The more you read, the more things you will know. The more that you learn, the more places you’ll go.
– Dr. Seuss, I Can Read With My Eyes Shut!
Yesterday, I wrote about the first vignette I wrote in a serious to make up my reading autobiography. I’m completing my G11 students’ benchmark project along with them. I went back to the vignette today and revised and edited. It’s close to where I want it. I’m sure it will be made stronger in the soft places when we take it to writer’s workshop. For today, though, it is what I know.
Where I Started
The chair’s gone.
I’m not sure when it left us. My grandparents have never had a garage sale and my uncles were all well beyond the age when they lived in college housing collecting furniture when the chair departed.
All I know is it’s gone.
My last memories are of the shiny brown leather beginning to crack on the recliner’s arms.
Decidedly thrifty, but never one to appear the pauper, my grandmother must have decided the advent of these cracks heralded the chair’s demise.
It was a recliner stationed in the corner of the living room or family room (I’ve never learned the difference).
Though I was read to frequently and in many places as a child, this chair was the geographic center of my literacy.
Before bedtime, my grandfather would say, “How about a book, Zac ole pal?”
Footy-pajamaed, I would crawl into his lap as we read about the elephant in the bathtub, the poky little puppy or the monster at the end of the book.
I knew my grandmother would be reading to me again once I got to bed, but that didn’t stop me for pleading for “one more book.”

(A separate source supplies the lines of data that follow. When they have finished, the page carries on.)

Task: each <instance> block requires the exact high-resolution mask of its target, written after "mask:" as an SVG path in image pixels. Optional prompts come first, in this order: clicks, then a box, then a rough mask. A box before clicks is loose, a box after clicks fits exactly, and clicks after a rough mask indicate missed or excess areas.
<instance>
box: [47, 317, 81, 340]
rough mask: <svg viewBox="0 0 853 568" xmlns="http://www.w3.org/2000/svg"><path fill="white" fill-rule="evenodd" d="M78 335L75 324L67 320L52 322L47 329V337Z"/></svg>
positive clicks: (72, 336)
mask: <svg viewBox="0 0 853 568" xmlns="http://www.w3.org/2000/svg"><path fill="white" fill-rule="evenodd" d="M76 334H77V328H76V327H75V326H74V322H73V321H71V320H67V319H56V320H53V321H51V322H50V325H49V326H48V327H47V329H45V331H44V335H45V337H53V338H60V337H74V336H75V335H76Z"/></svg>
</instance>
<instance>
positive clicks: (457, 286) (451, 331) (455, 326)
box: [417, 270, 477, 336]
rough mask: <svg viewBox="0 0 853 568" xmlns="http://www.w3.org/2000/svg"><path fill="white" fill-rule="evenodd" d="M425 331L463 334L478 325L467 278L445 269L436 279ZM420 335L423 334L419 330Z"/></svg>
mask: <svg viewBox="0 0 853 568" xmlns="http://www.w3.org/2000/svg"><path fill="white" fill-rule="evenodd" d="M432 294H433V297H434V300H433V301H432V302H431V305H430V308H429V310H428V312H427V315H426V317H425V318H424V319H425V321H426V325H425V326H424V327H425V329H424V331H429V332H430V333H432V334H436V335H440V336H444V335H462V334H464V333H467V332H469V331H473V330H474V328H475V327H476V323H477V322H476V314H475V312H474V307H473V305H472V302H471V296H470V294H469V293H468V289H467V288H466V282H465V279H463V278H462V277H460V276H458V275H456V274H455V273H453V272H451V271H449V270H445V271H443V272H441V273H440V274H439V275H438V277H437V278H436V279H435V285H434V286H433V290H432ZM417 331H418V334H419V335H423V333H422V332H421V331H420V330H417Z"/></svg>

Grampa knew Gramma would be reading too, but acquiesced, “Alright, bud. I suppose we have time for one more.”
“Oh, Ted,” Gramma would say in that tone that let me know Grampa and I had gotten away with something.
In the echo of memory, propped up by family myth, I remember when my Grampa asked if I was following along with him as he read.
Though not new (books, like the Lincoln Logs and Light Bright were hand-me-downs from my dad and uncles), the book we were reading was one new to the chair’s regular rotation.
“Are you reading along?” he said.
“Uh-huh,” I said.
“Well, what’s that word?” he asked.
I read it.
“Well, I’ll be. Jean! Jean, Zachary’s reading.”
Perennially drying her hands with a dish towel, my grandmother entered the room.
“Good for him.”
I had no knowledge that that moment would signal the end of the chair and Grampa and me reading before bedtime.
Sometimes, I’ll be visiting and my Grampa will be reading with my cousins or my little brother. In those moments, I want to warn them to stay quiet, not to let on that they’re following along.
But that would be mean.
Instead, I leave them to the elephant in the bathtub, the poky little puppy and the monster at the end of the book.